Her first guess was correct.

She watches Jerry step briefly into the splash of light from a hallway bulb before disappearing into an alcove where the door to the back alley is located. A moment later, she hears the door open quietly, and then close.

Allison presses the up button.

Several stories above, the elevator grinds into motion. She rests her forehead against the wall, waiting for it to come and carry her home.





Chapter Four

Standing in the dimly lit corridor outside his office, Mack watches the copy machine rhythmically spit one flier after another into the mounting stack in the tray. Carrie’s face stares up at him from the pile, frozen in an unnatural smile. Mack snapped the picture last spring, at his family’s annual Saint Patrick’s Day party, not long after they started infertility treatments.

Large gatherings are always somewhat uncomfortable for Carrie, who told him early on in their relationship that she wasn’t used to big families.

“That’s too bad,” Mack said easily, “because I have one.”

“That’s too bad,” she returned, and he remembers thinking that she was teasing.

She wasn’t.

She married him anyway, just a few months after they met. He proposed on a whim. They eloped—the only way she’d do it. She didn’t want a big family wedding like his sister and cousins, or even a small church wedding in Jersey, at his hometown parish. Anyway, his mother was dying; a big wedding, even if Mack wanted one, would have to wait until after she was gone. And after she was gone . . . what would be the point?

So it was just the two of them, Mack and Carrie, spur of the moment in a far-off town with a justice of the peace.

Later, he realized that his judgment had been clouded by grief over his mother’s illness, both when he proposed to Carrie, and when he agreed to elope.

He should have known it would break his mother’s heart to learn, after the fact, that her only son—yes, a grown son, but still—had run off and married a girl she barely knew. Hell, a girl Mack himself barely knew.

As a result, in the scant time she had left, Maggie MacKenna never warmed up to her new daughter-in-law. She wasn’t unkind to Carrie, but she didn’t embrace her the way she had various friends—or even stray cats—Mack and his sister, Lynn, had brought home over the years. Nor did she immediately consider Carrie one of the family as she had Lynn’s ex-husband, Dan. Even after his sister separated from her ex—headed for an amicable divorce, as she likes to say, and she and Dan are living proof that such a thing exists—Dan remained more a part of Maggie MacKenna’s family than Carrie ever would be.

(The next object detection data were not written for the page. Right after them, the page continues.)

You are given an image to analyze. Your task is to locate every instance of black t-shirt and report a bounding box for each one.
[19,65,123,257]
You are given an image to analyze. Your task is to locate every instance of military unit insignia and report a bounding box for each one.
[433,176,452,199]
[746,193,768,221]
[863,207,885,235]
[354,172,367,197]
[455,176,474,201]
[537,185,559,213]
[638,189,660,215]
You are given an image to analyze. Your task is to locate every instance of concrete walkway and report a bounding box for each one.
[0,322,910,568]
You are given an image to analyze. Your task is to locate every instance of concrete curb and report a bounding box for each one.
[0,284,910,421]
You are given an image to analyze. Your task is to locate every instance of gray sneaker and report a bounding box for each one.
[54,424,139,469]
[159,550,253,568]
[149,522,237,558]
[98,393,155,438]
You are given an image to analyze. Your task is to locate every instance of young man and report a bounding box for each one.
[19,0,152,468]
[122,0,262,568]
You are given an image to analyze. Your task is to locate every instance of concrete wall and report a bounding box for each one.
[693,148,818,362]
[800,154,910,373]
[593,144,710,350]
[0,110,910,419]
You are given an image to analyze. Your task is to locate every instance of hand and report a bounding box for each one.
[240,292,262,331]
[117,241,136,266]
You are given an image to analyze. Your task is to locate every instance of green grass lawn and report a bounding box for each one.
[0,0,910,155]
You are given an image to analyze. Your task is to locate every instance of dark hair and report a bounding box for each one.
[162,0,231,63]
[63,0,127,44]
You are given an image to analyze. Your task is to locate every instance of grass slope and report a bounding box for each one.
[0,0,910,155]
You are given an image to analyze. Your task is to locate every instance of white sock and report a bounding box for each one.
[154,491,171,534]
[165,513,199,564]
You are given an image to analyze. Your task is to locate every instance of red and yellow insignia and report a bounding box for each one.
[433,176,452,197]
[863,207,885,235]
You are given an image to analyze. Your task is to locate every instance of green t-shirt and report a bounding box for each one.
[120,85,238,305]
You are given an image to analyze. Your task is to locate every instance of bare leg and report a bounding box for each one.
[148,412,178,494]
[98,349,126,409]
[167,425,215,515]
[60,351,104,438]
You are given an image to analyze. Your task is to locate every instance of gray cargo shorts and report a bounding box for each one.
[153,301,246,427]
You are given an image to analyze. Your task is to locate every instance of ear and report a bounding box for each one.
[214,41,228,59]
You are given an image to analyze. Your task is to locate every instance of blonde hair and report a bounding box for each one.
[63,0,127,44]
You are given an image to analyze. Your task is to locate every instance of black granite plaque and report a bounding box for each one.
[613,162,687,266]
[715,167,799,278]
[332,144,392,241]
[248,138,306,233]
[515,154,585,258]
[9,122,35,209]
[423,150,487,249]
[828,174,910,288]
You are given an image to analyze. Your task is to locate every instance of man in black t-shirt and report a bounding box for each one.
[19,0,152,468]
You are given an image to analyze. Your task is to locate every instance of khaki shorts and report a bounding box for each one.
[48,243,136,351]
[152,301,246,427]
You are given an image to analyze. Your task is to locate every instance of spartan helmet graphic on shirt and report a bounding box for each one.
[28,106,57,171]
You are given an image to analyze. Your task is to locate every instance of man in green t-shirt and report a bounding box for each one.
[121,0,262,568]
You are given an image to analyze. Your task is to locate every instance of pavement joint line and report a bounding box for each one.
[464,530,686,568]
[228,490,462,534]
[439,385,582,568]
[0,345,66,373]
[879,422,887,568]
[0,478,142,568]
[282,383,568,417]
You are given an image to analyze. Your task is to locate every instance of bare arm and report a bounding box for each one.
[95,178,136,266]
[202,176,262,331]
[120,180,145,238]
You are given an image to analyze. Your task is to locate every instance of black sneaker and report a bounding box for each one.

Mack always thought it was mostly the elopement that upset his mother, but after Maggie died last fall, Lynn revealed that their mother didn’t think Carrie was right for him.

“Mom called her a cold fish,” his sister said matter-of-factly one day as they sorted through mementos in their childhood home back in Hoboken, preparing to move their father into an assisted-living facility. “She said she would have talked you out of marrying her if you’d let her know in advance.”

Those words made him cringe—though he probably always knew on some level how his mother felt about his wife. But hearing the truth especially bothered him because it was too late to change his mother’s mind—or to share with her some of the things about Carrie she didn’t know. Things Carrie had made him swear never to tell anyone. Things that, if he’d dared break that promise to Carrie, might have made his mother feel differently about her.

But Mom is dead, and Dad—who always deferred to his wife anyway—is in his own little world now, slowly losing his mind to Alzheimer’s.

To her credit, easygoing, talkative Lynn doesn’t need reasons to like anyone. On the few occasions Carrie visited her home, Lynn tried to make her feel welcome.

Still, Mack remembers the March day the photo was taken as being particularly uncomfortable, because it was spent surrounded by his sister’s kids, all their cousins, and various relatives amid the easy, happy chaos of effortlessly established families.